In this style, sources are identified using footnotes (or endnotes). The footnote reference number is put at the end of the sentence, outside the quotation marks and after the full stop or other punctuation.
Izzard suggests that “all this is true.”1
For clarity's sake, however, the reference number may be placed within the sentence. In this case, it follows any punctuation except a dash.
While Izzard suggested that all that was true,2 it was questionable whether...
When citing for the first time, you need to give all details of publication (examples to follow). When citing for the second or subsequent time, however, only the author's name and the page number need to be given:
8 Sanders, 345.
If more works are used by the same author, an abbreviated version of the title may be included:
8 Sanders, Essay, 345.
If you refer to lines of poetry often and from the same poem, you may place line numbers in parentheses (MLA style) to avoid an excess of footnotes. In this case, the reference comes after the quotation mark, but before the punctuation. Use "l." for "line", and "ll." for "lines".
... life to thee” (l. 14).
At the first occurrence of such a reference, include a similar note:
14 All parenthesized references are to ...

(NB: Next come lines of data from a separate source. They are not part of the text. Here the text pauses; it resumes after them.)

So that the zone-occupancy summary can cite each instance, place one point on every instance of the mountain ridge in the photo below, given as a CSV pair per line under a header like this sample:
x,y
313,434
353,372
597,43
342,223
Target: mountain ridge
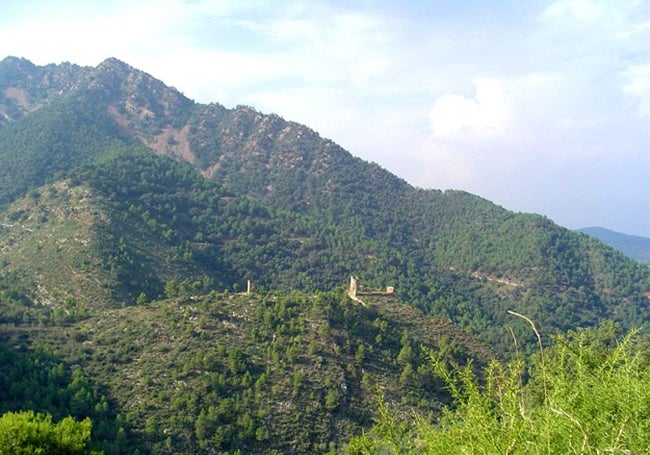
x,y
633,246
383,228
132,218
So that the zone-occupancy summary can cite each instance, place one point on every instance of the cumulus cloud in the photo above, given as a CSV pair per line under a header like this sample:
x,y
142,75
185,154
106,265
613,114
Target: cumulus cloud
x,y
485,114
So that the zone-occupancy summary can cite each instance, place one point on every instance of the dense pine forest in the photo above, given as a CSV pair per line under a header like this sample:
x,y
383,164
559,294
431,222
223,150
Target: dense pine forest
x,y
133,219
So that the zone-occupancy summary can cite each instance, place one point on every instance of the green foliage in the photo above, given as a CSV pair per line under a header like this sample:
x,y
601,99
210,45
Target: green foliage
x,y
26,433
589,393
41,382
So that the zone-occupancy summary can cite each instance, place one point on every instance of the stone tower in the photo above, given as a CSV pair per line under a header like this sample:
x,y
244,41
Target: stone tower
x,y
354,286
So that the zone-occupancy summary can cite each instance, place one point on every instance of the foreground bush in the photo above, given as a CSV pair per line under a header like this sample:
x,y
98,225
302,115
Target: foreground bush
x,y
589,393
29,433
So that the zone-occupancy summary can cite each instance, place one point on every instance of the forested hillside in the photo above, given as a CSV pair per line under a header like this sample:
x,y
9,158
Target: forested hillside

Examples of full references

  • Book
    2 William Saunders, A Guide to Cooking (Cambridge, Mass.: River Press, 1871), 41.
  • Article in a journal
    2 Anthony Berg, “The Echo in Poetry,” Modern Critical Review 138.2 (Fall 1999): 201-212.
  • Work in an anthology or collection
    2 Ann Righte, “Hillside,” in The Anglo-French Anthology of Verse, ed. Gerard Ville (Paris, Mason, 1995), 84-86.
  • Article in dictionary, encyclopedia, or other reference work: use
    s.v. “carrot.”
    (meaning "sub verbo" = "see under the word") instead of page numbers
  • Translated book
    2 Celine Gaston, The Fire on the Page, trans. George T. Tillmann (New York: Vertigo, 1975), 20.
  • Work on the Internet
    2 Ralph G. Williams, “Neverwhere in The Adventures of Tilk,” updated 23 April 2005, <http://iamreading.blogspot.com/neverwhere.html> (cited 12 December 2007), para 2.
  • Lecture, or speech
    2 Howard Garrett, lecture on William Shakespeare, English 108b, Harvard College, Cambridge, MA., 1 February 2005.
For more examples, see the notes (preceded by "N:") on The Chicago Manual of Style Online homepage.

Further points to note

If there is some information missing, use "n.p." (no publisher, no place) or "n.d." (no date).

If you encounter a source quoted in another work, give all publication data of both works and join the citings with "quoted in" or "cited in".


* All examples on this page are fictional. Formats are based on Gordon Harvey, Writing with Sources: A Guide for Harvard Students (Indianapolis / Cambridge: Hackett Publishing Co., 1998) and The Chicago Manual of Style, 15th ed. (Chicago: University of Chicago Press, 1993).